Is Seniors Housing Development Really Overheating? Most Markets Don’t See the Risk

Is Seniors Housing Development Really Overheating? Most Markets Don’t See the Risk

As concerns of overdevelopment in seniors housing have materialized, it is important to keep in mind real estate is local. While national rates of construction have been accelerating, most markets are experiencing modest, if any, active development. While not quite the 80/20 rule, the 20 most active markets represented 60 percent of overall seniors housing construction in the top 99 metro markets during the first quarter, highlighting construction is concentrated within select markets.
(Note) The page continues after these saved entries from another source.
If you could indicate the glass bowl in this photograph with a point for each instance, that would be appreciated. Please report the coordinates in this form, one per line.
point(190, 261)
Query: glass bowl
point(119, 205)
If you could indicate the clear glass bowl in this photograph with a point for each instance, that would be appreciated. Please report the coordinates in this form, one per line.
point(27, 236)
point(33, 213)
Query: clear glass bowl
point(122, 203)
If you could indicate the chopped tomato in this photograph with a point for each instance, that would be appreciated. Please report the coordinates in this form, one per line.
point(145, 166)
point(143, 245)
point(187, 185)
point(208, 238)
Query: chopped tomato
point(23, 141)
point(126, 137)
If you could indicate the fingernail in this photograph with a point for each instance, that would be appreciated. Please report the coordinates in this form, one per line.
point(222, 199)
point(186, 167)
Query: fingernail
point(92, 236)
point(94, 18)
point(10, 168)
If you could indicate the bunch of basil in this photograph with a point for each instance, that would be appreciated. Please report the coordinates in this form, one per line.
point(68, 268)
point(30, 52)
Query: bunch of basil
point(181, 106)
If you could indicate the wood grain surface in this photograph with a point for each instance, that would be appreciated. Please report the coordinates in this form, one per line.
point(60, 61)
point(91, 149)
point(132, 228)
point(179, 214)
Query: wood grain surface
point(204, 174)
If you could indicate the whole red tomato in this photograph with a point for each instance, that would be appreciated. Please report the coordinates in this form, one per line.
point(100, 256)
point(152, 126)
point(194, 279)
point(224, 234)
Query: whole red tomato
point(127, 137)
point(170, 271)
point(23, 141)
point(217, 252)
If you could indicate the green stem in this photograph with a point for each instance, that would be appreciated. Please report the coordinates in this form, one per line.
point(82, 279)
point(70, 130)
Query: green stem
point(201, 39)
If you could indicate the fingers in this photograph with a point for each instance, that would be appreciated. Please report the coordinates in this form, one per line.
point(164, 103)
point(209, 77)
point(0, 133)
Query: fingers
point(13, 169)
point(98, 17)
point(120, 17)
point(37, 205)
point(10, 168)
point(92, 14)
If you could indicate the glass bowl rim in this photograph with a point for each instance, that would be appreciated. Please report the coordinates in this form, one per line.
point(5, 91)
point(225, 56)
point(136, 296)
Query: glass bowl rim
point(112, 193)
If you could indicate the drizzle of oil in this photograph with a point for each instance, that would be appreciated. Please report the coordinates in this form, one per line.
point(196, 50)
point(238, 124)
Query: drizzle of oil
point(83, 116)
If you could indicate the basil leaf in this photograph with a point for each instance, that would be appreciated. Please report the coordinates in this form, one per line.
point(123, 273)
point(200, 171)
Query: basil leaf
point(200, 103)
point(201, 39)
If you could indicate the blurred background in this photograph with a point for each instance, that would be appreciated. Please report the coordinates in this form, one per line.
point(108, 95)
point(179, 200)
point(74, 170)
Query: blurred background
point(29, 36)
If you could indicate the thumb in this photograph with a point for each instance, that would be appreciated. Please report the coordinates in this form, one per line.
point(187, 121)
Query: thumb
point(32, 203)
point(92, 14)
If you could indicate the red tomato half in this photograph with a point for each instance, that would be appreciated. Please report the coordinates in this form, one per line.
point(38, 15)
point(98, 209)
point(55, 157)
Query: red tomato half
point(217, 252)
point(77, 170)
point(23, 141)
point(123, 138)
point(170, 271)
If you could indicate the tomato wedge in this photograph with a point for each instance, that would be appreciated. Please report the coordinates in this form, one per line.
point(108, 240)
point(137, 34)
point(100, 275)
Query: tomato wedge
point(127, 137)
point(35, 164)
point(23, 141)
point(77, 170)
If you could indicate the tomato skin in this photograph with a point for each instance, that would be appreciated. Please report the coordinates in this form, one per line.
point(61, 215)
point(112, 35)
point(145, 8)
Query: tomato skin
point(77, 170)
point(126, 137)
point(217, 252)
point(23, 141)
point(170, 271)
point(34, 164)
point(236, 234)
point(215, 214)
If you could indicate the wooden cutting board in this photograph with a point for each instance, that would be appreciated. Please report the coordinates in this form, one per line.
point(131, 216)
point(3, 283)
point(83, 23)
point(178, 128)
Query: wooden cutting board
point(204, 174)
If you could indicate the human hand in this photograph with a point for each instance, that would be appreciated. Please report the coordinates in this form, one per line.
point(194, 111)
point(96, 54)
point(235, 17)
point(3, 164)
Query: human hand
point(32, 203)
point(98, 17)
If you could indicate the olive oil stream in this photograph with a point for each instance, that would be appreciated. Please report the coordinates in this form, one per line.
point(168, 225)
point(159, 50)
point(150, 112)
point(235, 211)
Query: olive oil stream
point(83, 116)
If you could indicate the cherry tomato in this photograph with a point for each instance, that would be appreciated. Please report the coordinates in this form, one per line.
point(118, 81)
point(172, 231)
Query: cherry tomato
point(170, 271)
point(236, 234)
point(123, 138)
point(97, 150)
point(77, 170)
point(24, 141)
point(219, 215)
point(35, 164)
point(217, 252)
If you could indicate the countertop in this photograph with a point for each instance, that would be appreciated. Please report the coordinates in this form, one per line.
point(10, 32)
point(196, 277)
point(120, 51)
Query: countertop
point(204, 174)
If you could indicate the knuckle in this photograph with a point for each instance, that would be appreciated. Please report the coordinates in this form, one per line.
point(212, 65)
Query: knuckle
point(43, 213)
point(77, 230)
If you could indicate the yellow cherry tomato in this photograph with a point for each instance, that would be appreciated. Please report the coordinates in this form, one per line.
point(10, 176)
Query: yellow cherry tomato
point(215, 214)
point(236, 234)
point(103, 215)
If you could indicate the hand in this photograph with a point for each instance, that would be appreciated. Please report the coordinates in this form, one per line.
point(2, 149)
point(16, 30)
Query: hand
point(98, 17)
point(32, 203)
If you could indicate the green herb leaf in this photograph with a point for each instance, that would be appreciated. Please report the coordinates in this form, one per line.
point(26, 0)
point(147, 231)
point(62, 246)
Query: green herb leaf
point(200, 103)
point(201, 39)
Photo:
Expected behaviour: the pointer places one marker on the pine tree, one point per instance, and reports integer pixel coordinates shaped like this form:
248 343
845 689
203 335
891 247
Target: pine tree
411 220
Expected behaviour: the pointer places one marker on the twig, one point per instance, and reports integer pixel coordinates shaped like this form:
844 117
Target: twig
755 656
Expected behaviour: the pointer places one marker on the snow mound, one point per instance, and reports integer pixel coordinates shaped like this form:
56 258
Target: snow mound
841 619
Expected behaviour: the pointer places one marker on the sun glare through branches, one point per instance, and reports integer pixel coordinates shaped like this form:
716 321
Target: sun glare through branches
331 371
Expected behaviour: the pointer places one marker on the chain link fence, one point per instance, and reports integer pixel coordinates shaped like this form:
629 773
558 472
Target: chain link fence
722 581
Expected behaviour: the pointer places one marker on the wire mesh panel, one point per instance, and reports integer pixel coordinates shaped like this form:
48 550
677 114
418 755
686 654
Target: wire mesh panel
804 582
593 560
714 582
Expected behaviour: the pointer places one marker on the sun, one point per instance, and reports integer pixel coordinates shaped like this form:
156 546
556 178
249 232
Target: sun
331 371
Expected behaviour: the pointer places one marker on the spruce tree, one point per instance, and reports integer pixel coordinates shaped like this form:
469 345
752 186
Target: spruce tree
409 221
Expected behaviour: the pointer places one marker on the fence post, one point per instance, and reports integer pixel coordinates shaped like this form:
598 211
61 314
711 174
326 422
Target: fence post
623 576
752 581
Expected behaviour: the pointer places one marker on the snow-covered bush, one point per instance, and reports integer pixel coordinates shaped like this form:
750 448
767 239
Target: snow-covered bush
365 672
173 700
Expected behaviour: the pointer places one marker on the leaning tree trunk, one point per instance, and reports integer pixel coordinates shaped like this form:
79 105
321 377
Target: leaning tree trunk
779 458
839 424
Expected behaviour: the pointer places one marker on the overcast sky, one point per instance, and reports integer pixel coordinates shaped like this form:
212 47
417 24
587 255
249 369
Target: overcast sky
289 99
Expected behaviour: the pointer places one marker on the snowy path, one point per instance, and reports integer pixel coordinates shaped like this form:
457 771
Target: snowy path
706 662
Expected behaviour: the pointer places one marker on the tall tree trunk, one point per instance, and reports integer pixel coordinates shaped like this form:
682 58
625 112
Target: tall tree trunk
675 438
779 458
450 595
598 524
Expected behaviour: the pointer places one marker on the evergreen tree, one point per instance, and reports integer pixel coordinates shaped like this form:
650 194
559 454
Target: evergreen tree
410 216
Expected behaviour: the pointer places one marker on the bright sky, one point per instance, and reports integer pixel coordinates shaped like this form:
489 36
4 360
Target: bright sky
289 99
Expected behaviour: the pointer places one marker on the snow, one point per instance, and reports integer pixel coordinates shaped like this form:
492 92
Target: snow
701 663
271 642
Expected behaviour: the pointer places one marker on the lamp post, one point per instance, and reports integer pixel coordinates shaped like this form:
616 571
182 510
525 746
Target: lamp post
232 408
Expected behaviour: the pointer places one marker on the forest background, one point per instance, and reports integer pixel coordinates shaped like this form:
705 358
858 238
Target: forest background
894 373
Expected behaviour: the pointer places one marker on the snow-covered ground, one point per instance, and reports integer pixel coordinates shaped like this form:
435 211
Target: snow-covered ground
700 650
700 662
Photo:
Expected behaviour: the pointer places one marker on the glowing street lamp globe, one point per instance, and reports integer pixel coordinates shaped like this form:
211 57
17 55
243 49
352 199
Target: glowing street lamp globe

Outside of the Dallas, Houston, San Antonio, New York and Chicago metro markets, construction activity drops significantly. Those five markets represent a quarter of all seniors housing construction within the top 99 metro markets. Within the top five, only Houston and San Antonio have significantly high construction relative to their respective supply. San Antonio in particular stands out, as its construction represented 23 percent of its existing supply, by far the highest rate of construction across the top 99 metro markets during the first quarter. Austin, another Texas market, had the second highest rate of construction during the first quarter at 15.4 percent of its existing supply.

Most markets have manageable levels of new construction, with several having no construction at all. More than half of the top 99 markets have rates of construction of less than 4 percent, including 18 markets with no construction and many other markets with only a single property under construction.

Even within markets with multiple new properties under construction, unless they are in immediate proximity they likely won’t be in direct competition with each another. Properties that are more than 10 miles away from another typically wouldn’t be competing for the same residents, unless they are situated in a rural area.